I think Brexit concerns can only add to this general trend. When looking at specific German locations, Berlin is already considered one of the hotspots for tech start-ups behind London. While Berlin real estate prices have risen substantially over the last four year, they are still roughly half the price of London, plus state-of-the-art living and working space in Berlin is increasingly attractive. With the pros and cons for both cities as a start-up location in the balance, Brexit may tip the scales in favour of Berlin.
Frankfurt: Breadth of real estate opportunities is key
By Stefan Kirchmann
Following the initial shock of the UK referendum to leave the EU, we saw real estate brokers in Frankfurt talk the city up as a major beneficiary of London’s financial services sector institutions relocating in order to retain their EU single passport to sell financial products and services across Europe. However, we are beginning to see a period of cautious reflection from clients on what the impact of Brexit is for real estate in both the UK and Germany. While there will undoubtedly be some banks and financial services institutions that may downsize their London presence, particularly those of European origin where having an English language base may not be critical, it is unlikely to be on the scale initially thought, due to the fact that London will continue to be a major gateway for global finance where most major institutions will want to retain a presence. In addition, factor in that players, including a large German bank, have recently closed offices in Germany and the net impact is likely to be minimal.

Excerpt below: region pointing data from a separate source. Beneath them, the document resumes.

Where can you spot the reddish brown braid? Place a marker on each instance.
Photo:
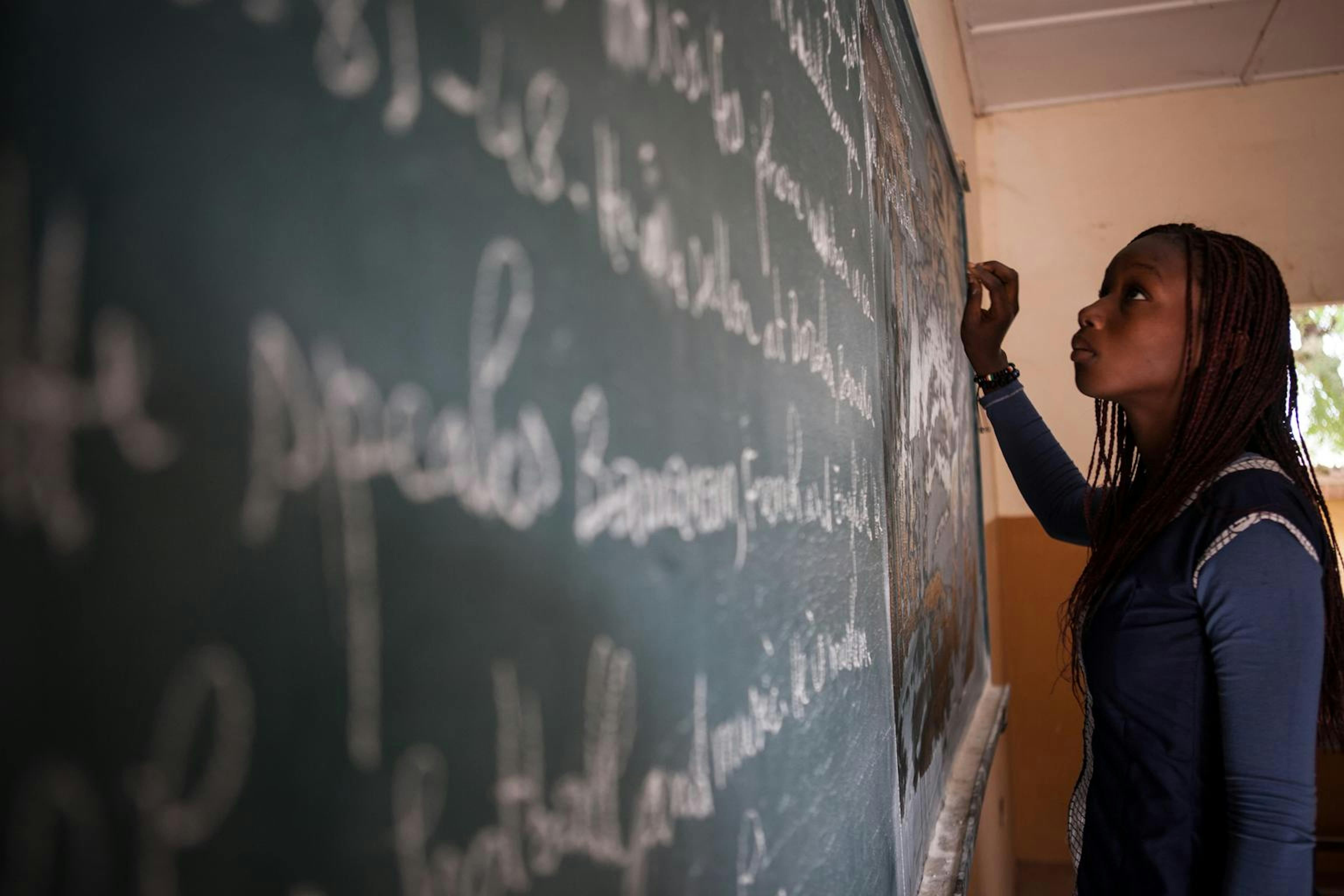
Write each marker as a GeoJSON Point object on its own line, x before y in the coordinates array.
{"type": "Point", "coordinates": [1224, 410]}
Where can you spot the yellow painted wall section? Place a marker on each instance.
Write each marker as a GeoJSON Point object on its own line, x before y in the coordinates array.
{"type": "Point", "coordinates": [1062, 190]}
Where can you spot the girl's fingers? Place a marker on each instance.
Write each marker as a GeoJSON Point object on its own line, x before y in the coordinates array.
{"type": "Point", "coordinates": [974, 293]}
{"type": "Point", "coordinates": [998, 300]}
{"type": "Point", "coordinates": [1006, 276]}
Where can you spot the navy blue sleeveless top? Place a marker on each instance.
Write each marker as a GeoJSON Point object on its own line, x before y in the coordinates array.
{"type": "Point", "coordinates": [1150, 811]}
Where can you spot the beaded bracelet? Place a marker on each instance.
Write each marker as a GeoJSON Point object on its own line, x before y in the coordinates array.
{"type": "Point", "coordinates": [991, 382]}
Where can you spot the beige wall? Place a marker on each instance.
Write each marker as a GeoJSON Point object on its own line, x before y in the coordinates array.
{"type": "Point", "coordinates": [1062, 190]}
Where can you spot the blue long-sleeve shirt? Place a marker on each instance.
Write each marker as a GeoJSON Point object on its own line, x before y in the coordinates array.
{"type": "Point", "coordinates": [1263, 608]}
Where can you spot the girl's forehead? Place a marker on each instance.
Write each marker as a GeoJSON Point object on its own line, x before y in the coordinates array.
{"type": "Point", "coordinates": [1162, 254]}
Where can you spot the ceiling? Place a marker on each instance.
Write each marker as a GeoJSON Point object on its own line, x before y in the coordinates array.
{"type": "Point", "coordinates": [1038, 53]}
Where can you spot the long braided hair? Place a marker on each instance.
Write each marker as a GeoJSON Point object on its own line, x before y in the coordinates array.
{"type": "Point", "coordinates": [1240, 398]}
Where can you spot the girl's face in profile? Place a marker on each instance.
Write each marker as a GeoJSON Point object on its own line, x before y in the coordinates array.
{"type": "Point", "coordinates": [1131, 340]}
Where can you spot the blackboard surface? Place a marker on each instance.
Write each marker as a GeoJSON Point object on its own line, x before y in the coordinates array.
{"type": "Point", "coordinates": [479, 448]}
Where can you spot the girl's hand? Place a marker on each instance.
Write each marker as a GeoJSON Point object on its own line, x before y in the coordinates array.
{"type": "Point", "coordinates": [983, 331]}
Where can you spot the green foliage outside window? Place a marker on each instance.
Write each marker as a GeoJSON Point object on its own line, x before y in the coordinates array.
{"type": "Point", "coordinates": [1319, 349]}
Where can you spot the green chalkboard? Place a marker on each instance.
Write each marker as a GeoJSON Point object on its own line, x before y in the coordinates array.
{"type": "Point", "coordinates": [479, 448]}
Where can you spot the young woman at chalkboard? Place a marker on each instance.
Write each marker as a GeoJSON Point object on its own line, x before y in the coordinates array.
{"type": "Point", "coordinates": [1208, 628]}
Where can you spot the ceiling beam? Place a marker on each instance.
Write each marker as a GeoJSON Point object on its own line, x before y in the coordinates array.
{"type": "Point", "coordinates": [1093, 15]}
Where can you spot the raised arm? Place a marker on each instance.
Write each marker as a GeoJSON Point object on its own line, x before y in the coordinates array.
{"type": "Point", "coordinates": [1054, 488]}
{"type": "Point", "coordinates": [1265, 617]}
{"type": "Point", "coordinates": [1045, 475]}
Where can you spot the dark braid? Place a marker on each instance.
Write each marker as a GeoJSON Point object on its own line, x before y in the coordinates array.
{"type": "Point", "coordinates": [1224, 410]}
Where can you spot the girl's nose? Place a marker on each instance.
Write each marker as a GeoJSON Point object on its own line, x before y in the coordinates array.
{"type": "Point", "coordinates": [1091, 316]}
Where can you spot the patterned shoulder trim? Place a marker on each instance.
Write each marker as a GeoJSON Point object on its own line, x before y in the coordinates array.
{"type": "Point", "coordinates": [1236, 467]}
{"type": "Point", "coordinates": [1241, 526]}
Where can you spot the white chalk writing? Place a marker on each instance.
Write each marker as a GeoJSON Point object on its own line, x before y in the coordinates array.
{"type": "Point", "coordinates": [330, 417]}
{"type": "Point", "coordinates": [624, 500]}
{"type": "Point", "coordinates": [45, 405]}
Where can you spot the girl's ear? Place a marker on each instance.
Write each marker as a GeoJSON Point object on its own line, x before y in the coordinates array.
{"type": "Point", "coordinates": [1240, 342]}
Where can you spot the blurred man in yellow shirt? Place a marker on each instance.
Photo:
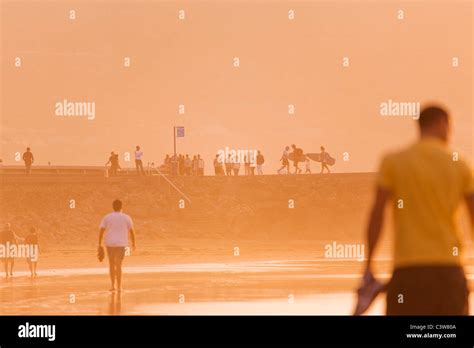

It’s also important to distinguish between the residential and commercial real estate sectors. As far as commercial property in Frankfurt is concerned, while we still have a lot of vacancies, one of the main advantages that Germany has over the UK and other European cities is that prime real estate opportunities are not centralised in one major city. We have seven “A Class” cities including Frankfurt, Berlin, Hamburg and Munich, which have the potential to offer real estate investors greater breadth and depth of opportunities. This element of choice is likely to be-come more attractive the longer post-Brexit uncertainty in the UK continues. On the residential side, we have already seen the current lack of reasonable living space in German cities cause some overheating in the market. If we do see an influx of German nationals looking to move back home or relocate with work, then we may see prime residential price rises. But again, the figures are unlikely to be huge, so such a scenario may be short-lived. In terms of the currency impact, there is less of a differential between the euro and sterling compared with other international currencies. But what we are finding is that clients already have strategies in place to mitigate currency fluctuation through maintaining separate real estate portfolios or hedging with a currency overlay.